I'm reminded of various relatives and friends, who, at family gatherings and parties, would start talking about how "we're going to die anyway, so, let's get bombed! Let's have 'fun'(!).  The world's a mess, so just have another beer (or 2 or 3 or 10)!"  And the party and drinking would go on and on.  Such "merriment" in the face of "doom"!  The true doom was the state of their livers and their epic hangovers.  

Also, my dear departed mother, no disrespect intended,  knew she had diabetes for years. She couldn't face the regimen needed to protect herself from the ravages of the disease.   Things like regular exercise, monitoring blood sugar and diet, taking medicines and other self-care were too much for her, after the rigors of raising 10 children.  She was probably tired and sort of gave up, choosing to ignore the danger.  It was like walking into the street without looking first, and she died quite young from the uncontrolled diabetes that caused her kidneys to fail.  It was hard to for me to fathom.

As Hawking points out, most people have the sense to "look both ways" even when they proclaim that destiny is king.  However, its seems like the people I grew up around really let Destiny take over.

So, the topic is fatalism, the idea that we can't control our destiny and therefore would be foolish to try to change things or try to break free of old patterns.  It's a little bit of hopelessness, maybe even depression, learned through generations of hard times.  Perhaps some people get this through a religious sense of "God" in charge, of a Force greater than us operating silently in the backstage of the universe, and we are just bit players with the illusion of control.  I know a streak of this thinking runs through my Mexican-American-Catholic-Indigenous baggage.  It's not uncommon in other peoples, either.

But on the other hand, not all my relatives caved in to fatalistic tendencies.   Remember, to immigrate to the USA, regardless of method of entry, is a complete "take charge" move, one that requires hope and determination to beat the odds and buck the "destiny" of the old world.  I was lucky to know my grandparents, and they were not the party-hearty types. They scrambled to keep working, even in the Depression, and refused self-pity, always keeping their own sense of mastery of their simple worlds of labor and family.  They and their own parents decided NOT to stay in their war-torn country, to be slaughtered or starved during the Mexican Revolution, so they came here and stayed, no matter what it took to do it.

So fatalism can be fatal.  I can give up, or I can keep on "truckin'", as they used to say.  One big foot forward, pushing through the door, risking a stubbed toe or sprained ankle along the way, but moving ahead.  Optimistic, not fatalistic.

The new year, full of promise, hope, new beginnings and resolutions.  It's a good time to organize your life, your paperwork, your home and clutter.  The newspaper ads are filled with storage boxes and containers, just to help you imagine a well-ordered world and spur you to purchase them.  More boxes for the new and old stuff accumulated through the holidays?  LOL.

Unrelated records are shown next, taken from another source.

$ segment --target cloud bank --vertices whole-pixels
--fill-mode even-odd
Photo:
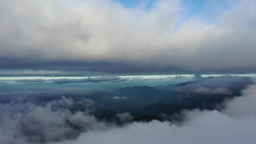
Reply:
[[[122,127],[98,121],[84,112],[71,112],[76,102],[65,97],[48,102],[0,104],[0,139],[3,144],[254,144],[256,140],[256,85],[243,96],[224,102],[222,109],[185,110],[183,120],[133,122]],[[116,116],[129,120],[128,113]]]
[[[181,0],[156,1],[147,9],[110,0],[1,0],[0,66],[112,73],[255,71],[256,1],[220,4],[228,8],[212,3],[204,17],[186,13],[189,5]]]

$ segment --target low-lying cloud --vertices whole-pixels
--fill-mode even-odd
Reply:
[[[0,139],[4,144],[254,144],[256,89],[256,85],[249,86],[242,96],[224,102],[219,111],[184,111],[181,122],[133,122],[122,127],[99,122],[87,111],[71,112],[68,108],[78,102],[64,96],[48,102],[1,104]],[[132,118],[127,113],[116,116],[124,121]]]
[[[53,79],[51,80],[55,83],[62,84],[66,83],[84,83],[86,82],[91,82],[93,83],[98,83],[102,81],[111,81],[112,80],[118,80],[122,79],[118,76],[102,76],[95,77],[88,77],[83,79]]]

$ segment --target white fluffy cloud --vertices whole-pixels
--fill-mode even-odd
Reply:
[[[198,109],[185,111],[179,125],[153,121],[135,122],[106,131],[84,133],[77,139],[57,144],[254,144],[256,140],[255,88],[250,86],[243,96],[225,104],[220,111]],[[51,143],[56,144],[56,143]]]
[[[256,85],[250,86],[243,96],[225,101],[219,111],[184,111],[181,122],[133,122],[122,127],[98,122],[86,111],[71,113],[66,108],[76,102],[64,97],[37,104],[2,104],[0,139],[4,144],[254,144],[256,89]],[[116,116],[124,120],[132,118],[127,113]]]

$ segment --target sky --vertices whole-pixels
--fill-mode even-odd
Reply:
[[[1,75],[255,73],[255,7],[254,0],[1,0]]]
[[[0,0],[0,143],[256,141],[256,0]]]

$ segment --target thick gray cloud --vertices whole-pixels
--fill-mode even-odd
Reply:
[[[157,1],[147,9],[112,0],[1,0],[0,66],[112,73],[254,71],[256,1],[226,3],[228,9],[211,6],[214,18],[188,18],[180,0]]]

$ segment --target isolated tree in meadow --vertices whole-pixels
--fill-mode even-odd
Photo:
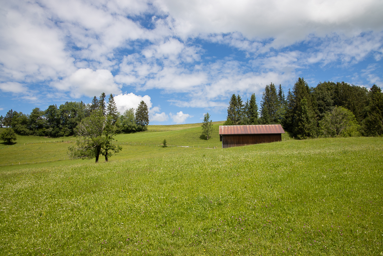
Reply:
[[[104,129],[106,125],[106,117],[102,109],[94,111],[88,117],[83,119],[76,128],[79,139],[76,146],[69,147],[68,155],[72,159],[92,159],[98,157],[105,138]]]
[[[319,122],[324,136],[350,137],[360,135],[360,126],[352,112],[342,107],[336,107],[326,113]]]
[[[136,110],[136,122],[142,130],[146,130],[149,124],[149,111],[147,106],[144,101],[141,101]]]
[[[8,144],[11,144],[13,140],[16,140],[16,134],[11,128],[5,128],[3,132],[0,134],[0,140]]]
[[[207,139],[209,139],[209,135],[211,134],[213,130],[213,125],[210,120],[210,116],[206,113],[203,116],[203,122],[202,122],[202,134],[206,136]]]
[[[101,146],[101,154],[105,157],[105,161],[109,161],[109,157],[113,155],[113,153],[116,153],[122,150],[121,146],[113,144],[115,140],[114,136],[117,134],[117,127],[113,123],[114,117],[111,115],[106,117],[106,121],[102,137],[104,141]]]

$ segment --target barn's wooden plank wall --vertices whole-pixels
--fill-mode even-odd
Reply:
[[[222,147],[226,148],[282,141],[282,135],[280,133],[265,134],[223,134]]]

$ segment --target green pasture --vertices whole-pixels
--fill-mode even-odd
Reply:
[[[178,143],[193,145],[188,133]],[[0,167],[0,254],[383,254],[381,138],[287,135],[227,149],[124,144],[109,163]]]
[[[218,128],[223,122],[213,123],[213,133],[208,140],[201,136],[201,124],[149,126],[147,131],[118,134],[115,136],[115,143],[121,145],[123,150],[110,157],[110,160],[152,157],[185,150],[205,150],[207,147],[208,150],[214,147],[219,148],[222,143],[219,142]],[[0,128],[0,132],[3,129]],[[11,145],[0,143],[0,170],[2,167],[6,170],[26,168],[25,165],[36,168],[95,161],[68,160],[68,147],[72,145],[70,143],[75,142],[75,137],[47,138],[20,135],[17,137]],[[282,138],[283,140],[293,139],[288,133],[282,134]],[[168,145],[165,149],[161,147],[164,139],[166,139]],[[185,147],[187,146],[189,147]],[[102,159],[101,156],[101,160]]]

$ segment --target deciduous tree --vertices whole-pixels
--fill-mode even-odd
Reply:
[[[5,128],[3,132],[0,134],[0,140],[11,144],[13,140],[16,140],[17,138],[16,134],[11,128]]]
[[[326,113],[320,122],[321,134],[325,136],[350,137],[360,135],[360,126],[352,112],[337,107]]]
[[[106,125],[106,117],[102,109],[93,111],[90,116],[83,120],[76,128],[79,136],[76,146],[69,147],[68,154],[72,159],[92,159],[98,157],[105,144],[103,136],[104,129]]]

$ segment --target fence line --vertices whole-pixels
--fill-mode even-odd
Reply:
[[[57,142],[51,142],[51,143],[57,143],[57,142],[60,142],[57,141]],[[61,142],[62,143],[62,142]],[[70,141],[66,141],[66,142],[70,142]],[[31,143],[27,143],[27,144],[34,144],[33,143],[31,142]],[[40,144],[40,143],[34,143],[34,144]],[[150,142],[150,143],[147,143],[146,142],[113,142],[113,144],[117,144],[117,145],[122,145],[122,144],[123,144],[123,145],[141,145],[141,146],[148,146],[148,147],[162,147],[163,145],[163,144],[162,144],[152,143],[151,143],[151,142]],[[14,146],[14,145],[12,145],[12,146]],[[184,147],[184,148],[190,148],[190,149],[217,149],[219,148],[219,147],[218,146],[212,146],[213,147],[209,147],[209,145],[208,145],[208,147],[205,147],[205,146],[200,146],[199,145],[197,145],[197,146],[195,146],[195,145],[193,145],[193,146],[182,146],[182,145],[167,145],[167,147]],[[65,159],[65,158],[67,158],[67,159]],[[45,161],[45,160],[43,160],[43,162],[42,162],[41,160],[39,160],[39,162],[37,162],[36,161],[36,162],[35,162],[35,163],[34,162],[34,161],[33,161],[32,163],[31,163],[31,162],[28,163],[28,161],[26,161],[25,162],[25,163],[24,163],[24,162],[21,162],[21,161],[18,161],[18,162],[15,162],[14,163],[8,163],[0,164],[0,166],[10,166],[10,165],[28,165],[28,164],[40,164],[40,163],[41,163],[41,162],[43,162],[43,163],[44,163],[44,162],[49,163],[49,162],[57,162],[57,161],[65,161],[65,160],[70,160],[70,159],[69,157],[68,158],[64,157],[64,159],[57,159],[57,160],[55,160],[54,159],[53,160],[47,160],[46,162]]]
[[[137,142],[134,141],[124,142],[114,142],[113,144],[116,145],[130,145],[139,146],[147,146],[149,147],[162,147],[164,145],[162,143],[153,143],[152,142]],[[192,146],[182,146],[181,145],[173,145],[168,144],[167,144],[166,146],[171,147],[187,147],[193,149],[216,149],[218,148],[218,146],[212,145],[210,145],[213,147],[209,147],[209,145],[208,145],[207,147],[206,147],[205,146],[200,146],[199,145],[197,145],[196,146],[195,145]]]

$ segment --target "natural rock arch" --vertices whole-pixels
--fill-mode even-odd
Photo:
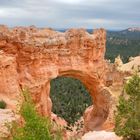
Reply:
[[[84,29],[61,33],[45,28],[8,29],[4,26],[0,28],[0,33],[2,55],[12,61],[3,70],[10,72],[14,69],[16,73],[14,77],[7,77],[16,79],[16,94],[10,81],[6,83],[13,99],[17,100],[20,89],[27,86],[38,111],[51,116],[51,79],[57,76],[74,77],[84,83],[94,100],[94,106],[87,109],[84,115],[85,130],[104,129],[109,125],[111,102],[110,92],[104,86],[107,66],[104,60],[104,29],[89,34]],[[2,92],[9,92],[4,90]]]

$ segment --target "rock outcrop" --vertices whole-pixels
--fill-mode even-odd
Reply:
[[[85,130],[105,129],[111,120],[105,44],[104,29],[89,34],[84,29],[61,33],[34,26],[1,26],[0,98],[9,108],[16,108],[17,96],[28,87],[38,111],[51,116],[50,81],[58,76],[74,77],[84,83],[94,101],[84,115]]]
[[[82,140],[122,140],[122,138],[116,136],[114,132],[93,131],[86,133]]]

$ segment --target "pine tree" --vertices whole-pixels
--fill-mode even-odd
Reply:
[[[125,85],[125,96],[119,99],[115,132],[125,139],[140,140],[140,77],[135,74]]]

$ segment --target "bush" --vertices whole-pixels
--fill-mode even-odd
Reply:
[[[50,96],[52,111],[74,125],[85,109],[92,105],[92,99],[84,85],[77,79],[58,77],[51,81]]]
[[[115,132],[130,140],[140,140],[140,77],[136,74],[125,86],[115,116]]]
[[[5,108],[6,108],[6,103],[5,103],[5,101],[3,101],[3,100],[0,101],[0,108],[1,108],[1,109],[5,109]]]
[[[49,118],[40,116],[27,90],[23,91],[24,102],[21,115],[25,124],[23,127],[14,123],[11,130],[13,140],[62,140],[61,129],[57,129]],[[54,133],[55,131],[55,133]]]

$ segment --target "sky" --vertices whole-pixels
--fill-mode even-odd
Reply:
[[[110,30],[140,27],[140,0],[0,0],[0,24]]]

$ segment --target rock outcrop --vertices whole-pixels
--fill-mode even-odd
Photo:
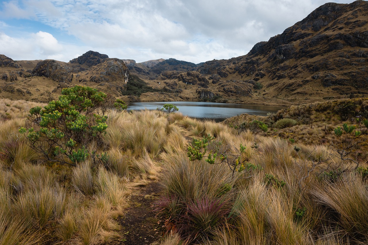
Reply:
[[[4,54],[0,54],[0,67],[20,68],[21,67],[13,59]]]
[[[100,54],[98,52],[89,50],[78,58],[73,59],[69,61],[71,64],[78,64],[85,65],[89,67],[96,65],[103,62],[109,58],[107,54]]]
[[[73,78],[73,74],[69,67],[63,66],[53,60],[39,62],[32,71],[32,76],[45,77],[59,83],[69,84]]]

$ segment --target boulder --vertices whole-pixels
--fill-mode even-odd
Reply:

We all know that life is also filled with uncertainty to a great extent.  And the worst thing is, most of us just aren't ready for the possibility that we or our close loved ones may suffer serious illness, incapacity or the ultimate call to eternity, without warning.  I do a lot of driving around as a mobile notary public, along the country highways and hills of Marin and Sonoma Counties.  I try not to think about the worst, yet I know that there is danger on all of these 2-lane, undivided highways, lurking around every bend where an inattentive driver could cross the line to disaster.

So, take a few minutes to do some truly useful organizing, for your loved ones and yourself.  If you were suddenly laid up in the hospital for a while, unable to speak, in tremendous pain and possibly unconsciousness, how would your family be able to cope with the necessities you usually take care of: e.g. banking, bill paying, communicating with the doctor about your choices for treatment, caring for your elderly parent or young child?  Not an easy thing to think about.  

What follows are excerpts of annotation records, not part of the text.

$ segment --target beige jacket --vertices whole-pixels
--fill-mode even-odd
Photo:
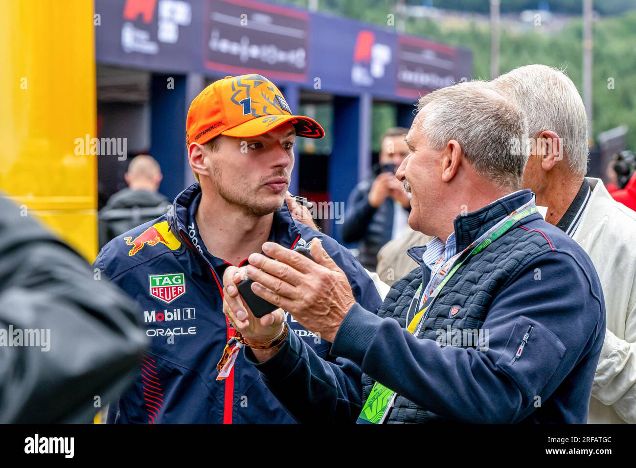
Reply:
[[[573,239],[596,267],[607,327],[588,423],[636,423],[636,212],[615,201],[599,179]]]
[[[432,238],[409,228],[408,232],[384,245],[378,252],[376,271],[380,279],[391,286],[418,265],[406,253],[409,247],[426,245]]]

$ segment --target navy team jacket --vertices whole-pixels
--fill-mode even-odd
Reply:
[[[212,255],[200,240],[194,216],[200,199],[195,183],[176,197],[167,215],[113,239],[95,262],[137,301],[151,341],[135,383],[111,403],[108,422],[294,422],[243,353],[230,376],[216,380],[216,364],[234,332],[222,311],[223,276],[229,264]],[[371,278],[347,249],[296,224],[286,204],[274,213],[270,241],[291,248],[300,239],[316,237],[346,273],[356,300],[367,310],[377,309],[382,300]],[[319,356],[331,358],[330,343],[289,314],[286,320]]]

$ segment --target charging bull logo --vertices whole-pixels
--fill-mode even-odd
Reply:
[[[176,250],[181,246],[181,243],[174,237],[174,235],[168,228],[167,221],[163,221],[153,225],[134,239],[131,236],[124,238],[123,239],[126,241],[127,245],[132,246],[132,248],[128,252],[130,257],[136,254],[146,244],[149,246],[155,246],[162,243],[167,246],[170,250]]]

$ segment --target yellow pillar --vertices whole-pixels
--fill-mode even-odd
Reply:
[[[0,190],[97,254],[92,0],[0,0]]]

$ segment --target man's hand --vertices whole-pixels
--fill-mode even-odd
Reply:
[[[292,198],[291,194],[289,192],[285,195],[285,201],[287,202],[287,206],[289,208],[289,213],[291,213],[291,217],[294,221],[302,223],[315,230],[320,230],[318,227],[316,226],[315,223],[314,222],[314,218],[312,216],[311,211],[309,211],[307,207],[303,206],[298,203],[295,199]]]
[[[396,176],[392,173],[382,173],[375,178],[371,190],[369,190],[369,204],[374,208],[377,208],[387,199],[391,194],[391,186],[389,185],[391,180],[397,180]]]
[[[252,314],[236,287],[245,278],[245,269],[229,266],[223,274],[223,313],[250,344],[262,344],[279,336],[285,315],[280,309],[260,318]]]
[[[333,342],[340,323],[356,303],[344,272],[322,248],[312,242],[315,261],[278,244],[266,242],[263,252],[249,256],[247,276],[252,290],[289,312],[301,325]]]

But you can take practical steps such as writing down how to pay bills, combinations to safes or safe deposit boxes, a list of assets and insurance; organizing passwords for access to online accounts; creating basic legal documents to allow someone to act in your place if you were to become incapacitated...so many details that become horribly urgent and overwhelming during a family crisis.   

I wish everyone a safe and secure new year, filled with a multitude of good times and relatively few "what if's".